Foram por terra rumo ao Norte, parando em todos os portos, mas não encontraram um barco que lhes agradasse.
Voltaram a Lisboa para tomar banho e carregar roupa lavada e seguiram pela costa até ao Algarve. Continuaram sem encontrar.
Venderam o apartamento e rumaram para Espanha e, depois França, sempre na Carocha. Em Saint Nazaire compraram um veleiro de 6,8 metros e navegaram até Brighton (Inglaterra).
Foi em Terras de Sua Majestade que casaram.
Viveram no barco, atracado em Brighton durante um ano e meio. Maria Teodósia adorava viver dentro do barco, mas na marina. Então decidiram trazer o barco para Lisboa para o vender. Ficaram na Doca de Santo Amaro, onde um rapaz lhes emprestava uma canoa a motor e Manuel Pinho ia pescar robalo debaixo da Ponte 25 de Abril. “Ganhei muito dinheiro à conta do peixe”, conta.
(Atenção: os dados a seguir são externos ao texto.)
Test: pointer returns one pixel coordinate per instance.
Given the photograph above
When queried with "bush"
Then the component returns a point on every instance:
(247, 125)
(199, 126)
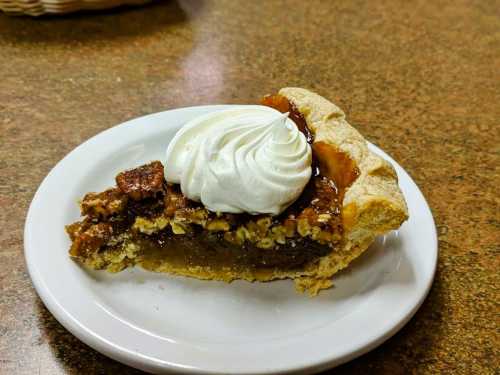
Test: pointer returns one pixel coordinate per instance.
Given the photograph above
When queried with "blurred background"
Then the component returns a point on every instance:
(419, 79)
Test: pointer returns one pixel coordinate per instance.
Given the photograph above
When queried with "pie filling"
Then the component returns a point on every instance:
(146, 221)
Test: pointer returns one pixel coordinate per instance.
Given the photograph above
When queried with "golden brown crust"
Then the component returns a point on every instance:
(371, 206)
(374, 204)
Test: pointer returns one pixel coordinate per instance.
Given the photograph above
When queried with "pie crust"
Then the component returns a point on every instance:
(369, 206)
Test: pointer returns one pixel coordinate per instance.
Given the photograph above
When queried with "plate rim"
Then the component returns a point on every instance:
(137, 360)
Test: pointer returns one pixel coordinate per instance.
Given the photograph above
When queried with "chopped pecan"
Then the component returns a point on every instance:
(142, 182)
(90, 240)
(105, 204)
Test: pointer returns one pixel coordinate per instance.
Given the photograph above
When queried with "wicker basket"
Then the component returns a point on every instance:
(39, 7)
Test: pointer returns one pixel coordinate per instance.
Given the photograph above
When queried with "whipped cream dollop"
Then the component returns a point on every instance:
(248, 159)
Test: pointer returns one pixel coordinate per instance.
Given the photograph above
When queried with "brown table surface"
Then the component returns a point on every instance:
(419, 79)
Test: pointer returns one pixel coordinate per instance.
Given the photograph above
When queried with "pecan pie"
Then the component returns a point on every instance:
(351, 197)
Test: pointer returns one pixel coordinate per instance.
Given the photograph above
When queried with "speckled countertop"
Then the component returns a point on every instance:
(420, 79)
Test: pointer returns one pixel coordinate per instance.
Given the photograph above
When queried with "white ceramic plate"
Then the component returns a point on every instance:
(162, 323)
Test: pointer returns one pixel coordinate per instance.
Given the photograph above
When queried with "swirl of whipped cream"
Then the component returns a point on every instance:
(248, 159)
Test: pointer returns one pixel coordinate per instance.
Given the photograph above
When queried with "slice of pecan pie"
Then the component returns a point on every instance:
(351, 197)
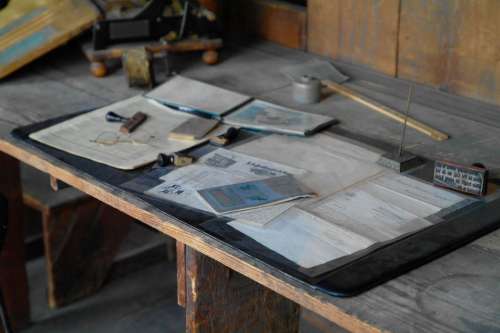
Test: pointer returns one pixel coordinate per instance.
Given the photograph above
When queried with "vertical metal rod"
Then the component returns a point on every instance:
(403, 131)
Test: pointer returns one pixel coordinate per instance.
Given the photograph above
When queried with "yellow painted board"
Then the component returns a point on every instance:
(31, 28)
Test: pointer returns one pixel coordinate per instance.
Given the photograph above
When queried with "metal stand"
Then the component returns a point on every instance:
(402, 161)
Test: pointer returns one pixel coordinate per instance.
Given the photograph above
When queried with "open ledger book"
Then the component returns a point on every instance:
(361, 203)
(91, 136)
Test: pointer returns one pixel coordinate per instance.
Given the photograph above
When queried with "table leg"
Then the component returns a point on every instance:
(220, 300)
(13, 277)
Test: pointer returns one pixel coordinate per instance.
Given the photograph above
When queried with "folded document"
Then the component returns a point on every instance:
(248, 195)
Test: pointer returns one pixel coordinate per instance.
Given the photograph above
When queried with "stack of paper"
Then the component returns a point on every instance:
(373, 211)
(191, 95)
(218, 168)
(254, 194)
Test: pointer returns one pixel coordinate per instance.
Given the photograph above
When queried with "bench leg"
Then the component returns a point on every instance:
(13, 278)
(220, 300)
(81, 240)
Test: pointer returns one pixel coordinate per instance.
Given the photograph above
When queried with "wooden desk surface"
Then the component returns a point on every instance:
(456, 293)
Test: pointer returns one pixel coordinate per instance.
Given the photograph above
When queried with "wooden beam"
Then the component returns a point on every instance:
(13, 278)
(181, 274)
(223, 301)
(452, 45)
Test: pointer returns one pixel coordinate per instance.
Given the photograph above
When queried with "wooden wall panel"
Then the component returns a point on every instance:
(273, 20)
(357, 31)
(453, 45)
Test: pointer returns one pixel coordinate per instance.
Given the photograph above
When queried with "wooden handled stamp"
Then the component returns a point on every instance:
(132, 123)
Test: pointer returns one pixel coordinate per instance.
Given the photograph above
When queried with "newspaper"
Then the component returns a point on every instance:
(253, 194)
(218, 168)
(92, 137)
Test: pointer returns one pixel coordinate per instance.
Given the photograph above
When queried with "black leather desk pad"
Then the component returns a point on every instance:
(342, 277)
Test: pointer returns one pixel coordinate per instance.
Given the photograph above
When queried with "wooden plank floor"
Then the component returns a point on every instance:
(144, 301)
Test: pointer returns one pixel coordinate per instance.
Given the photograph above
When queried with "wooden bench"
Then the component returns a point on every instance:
(81, 237)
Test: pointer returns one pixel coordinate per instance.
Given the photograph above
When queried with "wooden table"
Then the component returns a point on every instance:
(457, 293)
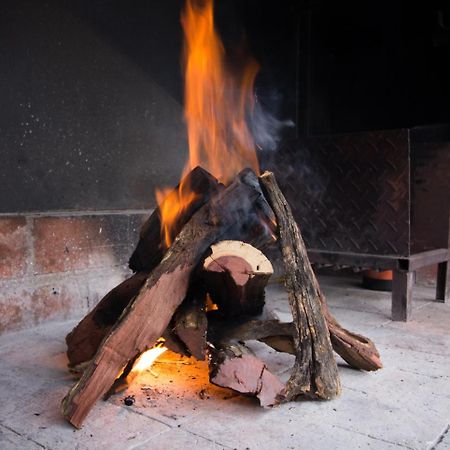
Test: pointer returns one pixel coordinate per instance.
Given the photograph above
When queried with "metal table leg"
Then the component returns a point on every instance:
(441, 281)
(402, 284)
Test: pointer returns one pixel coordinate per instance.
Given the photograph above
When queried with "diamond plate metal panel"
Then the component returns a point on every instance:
(350, 193)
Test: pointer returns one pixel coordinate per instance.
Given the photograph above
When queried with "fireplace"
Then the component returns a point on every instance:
(92, 123)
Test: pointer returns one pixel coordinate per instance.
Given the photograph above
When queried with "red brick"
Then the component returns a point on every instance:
(13, 247)
(68, 243)
(11, 313)
(28, 305)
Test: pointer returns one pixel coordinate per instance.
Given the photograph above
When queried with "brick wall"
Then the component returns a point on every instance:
(58, 266)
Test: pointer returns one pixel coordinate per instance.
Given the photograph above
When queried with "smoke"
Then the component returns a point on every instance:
(266, 128)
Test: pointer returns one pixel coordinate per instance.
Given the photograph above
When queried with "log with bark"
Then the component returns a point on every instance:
(240, 211)
(84, 340)
(235, 275)
(358, 351)
(315, 371)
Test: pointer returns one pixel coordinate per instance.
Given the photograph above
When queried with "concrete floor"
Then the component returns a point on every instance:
(405, 405)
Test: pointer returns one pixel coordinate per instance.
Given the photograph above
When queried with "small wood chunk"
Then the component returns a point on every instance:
(236, 274)
(234, 367)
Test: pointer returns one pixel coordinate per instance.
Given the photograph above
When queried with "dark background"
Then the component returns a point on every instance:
(92, 91)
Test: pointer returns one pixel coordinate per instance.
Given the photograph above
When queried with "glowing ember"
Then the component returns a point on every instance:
(146, 360)
(217, 103)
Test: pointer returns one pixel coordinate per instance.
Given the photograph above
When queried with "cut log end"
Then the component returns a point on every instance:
(236, 274)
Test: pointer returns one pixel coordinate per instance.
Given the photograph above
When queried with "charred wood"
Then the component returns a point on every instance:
(315, 371)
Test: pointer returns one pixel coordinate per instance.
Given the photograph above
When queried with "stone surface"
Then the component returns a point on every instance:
(404, 405)
(55, 267)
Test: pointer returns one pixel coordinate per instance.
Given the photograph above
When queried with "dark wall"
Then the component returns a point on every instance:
(370, 65)
(92, 95)
(91, 114)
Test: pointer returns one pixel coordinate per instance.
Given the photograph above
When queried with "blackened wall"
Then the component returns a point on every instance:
(91, 96)
(369, 65)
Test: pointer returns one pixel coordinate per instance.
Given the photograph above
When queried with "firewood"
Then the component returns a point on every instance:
(358, 351)
(151, 248)
(275, 334)
(239, 211)
(84, 340)
(222, 330)
(236, 275)
(190, 323)
(234, 367)
(315, 371)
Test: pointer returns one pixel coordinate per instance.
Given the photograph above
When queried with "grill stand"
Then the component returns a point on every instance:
(403, 271)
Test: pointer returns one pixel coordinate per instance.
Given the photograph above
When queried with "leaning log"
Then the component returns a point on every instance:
(315, 371)
(84, 340)
(358, 351)
(151, 248)
(146, 318)
(235, 276)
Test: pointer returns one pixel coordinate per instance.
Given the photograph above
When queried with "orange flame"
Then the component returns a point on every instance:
(216, 102)
(216, 105)
(172, 203)
(147, 359)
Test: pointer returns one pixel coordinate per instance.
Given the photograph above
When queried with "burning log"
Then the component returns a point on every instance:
(315, 371)
(236, 275)
(237, 211)
(234, 367)
(84, 340)
(358, 351)
(278, 335)
(191, 324)
(150, 248)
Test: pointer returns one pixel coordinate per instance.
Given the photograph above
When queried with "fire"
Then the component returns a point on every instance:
(147, 359)
(172, 203)
(217, 103)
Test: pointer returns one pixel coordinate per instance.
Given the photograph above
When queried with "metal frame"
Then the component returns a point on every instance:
(403, 268)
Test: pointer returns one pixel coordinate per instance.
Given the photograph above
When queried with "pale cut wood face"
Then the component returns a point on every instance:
(256, 261)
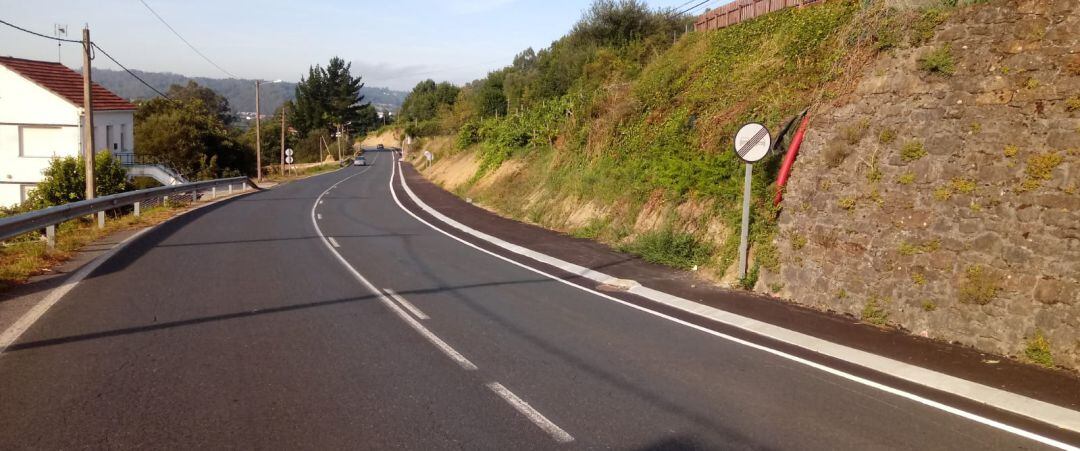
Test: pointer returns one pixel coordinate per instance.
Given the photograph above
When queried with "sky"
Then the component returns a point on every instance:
(391, 43)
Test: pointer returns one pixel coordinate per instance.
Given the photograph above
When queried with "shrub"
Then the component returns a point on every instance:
(913, 151)
(671, 248)
(66, 180)
(874, 312)
(939, 60)
(979, 287)
(1038, 350)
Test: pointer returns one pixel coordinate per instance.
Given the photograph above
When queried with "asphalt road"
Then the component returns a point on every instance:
(239, 326)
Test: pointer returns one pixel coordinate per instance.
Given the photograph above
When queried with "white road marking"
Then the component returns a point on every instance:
(408, 305)
(31, 316)
(1010, 401)
(39, 310)
(442, 345)
(538, 419)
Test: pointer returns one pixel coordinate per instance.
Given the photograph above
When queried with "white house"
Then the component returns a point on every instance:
(41, 117)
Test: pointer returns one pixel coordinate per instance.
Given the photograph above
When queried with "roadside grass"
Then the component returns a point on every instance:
(27, 256)
(307, 172)
(671, 248)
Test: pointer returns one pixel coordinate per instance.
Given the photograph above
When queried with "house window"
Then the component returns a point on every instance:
(41, 141)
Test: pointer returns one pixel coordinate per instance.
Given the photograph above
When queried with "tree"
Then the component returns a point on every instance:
(213, 103)
(65, 180)
(189, 138)
(329, 97)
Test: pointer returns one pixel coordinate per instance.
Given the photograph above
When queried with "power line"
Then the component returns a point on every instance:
(185, 40)
(38, 33)
(129, 71)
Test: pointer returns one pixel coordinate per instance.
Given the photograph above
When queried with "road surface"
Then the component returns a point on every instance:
(253, 324)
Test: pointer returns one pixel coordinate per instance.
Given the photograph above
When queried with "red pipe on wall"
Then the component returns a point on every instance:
(793, 150)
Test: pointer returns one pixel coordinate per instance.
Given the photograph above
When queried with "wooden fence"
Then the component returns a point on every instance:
(743, 10)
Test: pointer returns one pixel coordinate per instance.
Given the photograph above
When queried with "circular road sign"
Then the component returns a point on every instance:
(752, 142)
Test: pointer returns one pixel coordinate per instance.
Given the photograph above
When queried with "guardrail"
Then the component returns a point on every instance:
(48, 218)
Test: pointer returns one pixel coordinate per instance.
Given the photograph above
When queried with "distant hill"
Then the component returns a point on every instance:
(240, 93)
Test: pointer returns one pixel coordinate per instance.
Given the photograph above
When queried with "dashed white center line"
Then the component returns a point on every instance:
(538, 419)
(408, 305)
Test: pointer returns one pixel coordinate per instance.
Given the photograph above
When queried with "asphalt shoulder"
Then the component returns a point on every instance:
(1050, 385)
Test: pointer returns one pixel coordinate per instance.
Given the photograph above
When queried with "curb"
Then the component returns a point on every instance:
(1045, 412)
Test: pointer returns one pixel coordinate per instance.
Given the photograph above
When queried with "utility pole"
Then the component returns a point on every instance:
(283, 140)
(88, 113)
(258, 137)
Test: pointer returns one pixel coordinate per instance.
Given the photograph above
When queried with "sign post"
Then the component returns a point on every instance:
(752, 144)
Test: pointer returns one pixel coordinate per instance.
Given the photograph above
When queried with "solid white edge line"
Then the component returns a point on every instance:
(537, 418)
(442, 345)
(1031, 408)
(39, 310)
(408, 305)
(31, 316)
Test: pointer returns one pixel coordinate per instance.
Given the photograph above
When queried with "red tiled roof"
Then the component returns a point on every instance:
(65, 82)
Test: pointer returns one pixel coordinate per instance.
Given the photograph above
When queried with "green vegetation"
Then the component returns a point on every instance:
(979, 287)
(65, 180)
(929, 305)
(887, 136)
(874, 312)
(671, 248)
(943, 193)
(25, 257)
(798, 241)
(939, 60)
(1072, 104)
(913, 151)
(1040, 167)
(962, 185)
(1038, 350)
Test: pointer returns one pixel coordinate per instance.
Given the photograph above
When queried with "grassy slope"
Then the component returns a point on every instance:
(644, 161)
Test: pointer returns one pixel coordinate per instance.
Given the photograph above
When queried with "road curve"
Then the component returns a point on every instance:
(321, 315)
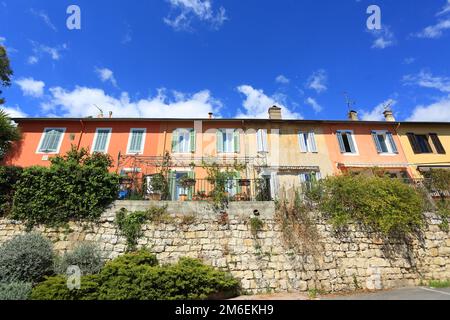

“A última viagem que fiz por mar foi de Lisboa à Guiana Francesa num catamarã de 6,20 metros, de um francês que não era marinheiro e que teve dificuldades em chegar a Lisboa, então decidiu contratar-me. Demorámos três dias até à Madeira. Saímos em Dezembro, encasacados de Lisboa. Na Madeira já estávamos de calções e t-shirt e três semanas depois, em que só vimos passar dois barcos, estávamos na Guiana só de calções com grande calor. Passámos o Natal e o ano novo no mar. Fiz a mesma viagem que o Pedro Álvares Cabral, mas ele numa nau com 45 metros e eu num catamarã de 6,20 metros”.
Depois venderam mesmo o barco e foram viver definitivamente para Brighton, mas numa casa.
Desde Junho deste ano, este aventureiro dos sete-mares, agora com 70 anos e viúvo, vive numa das residências do Montepio.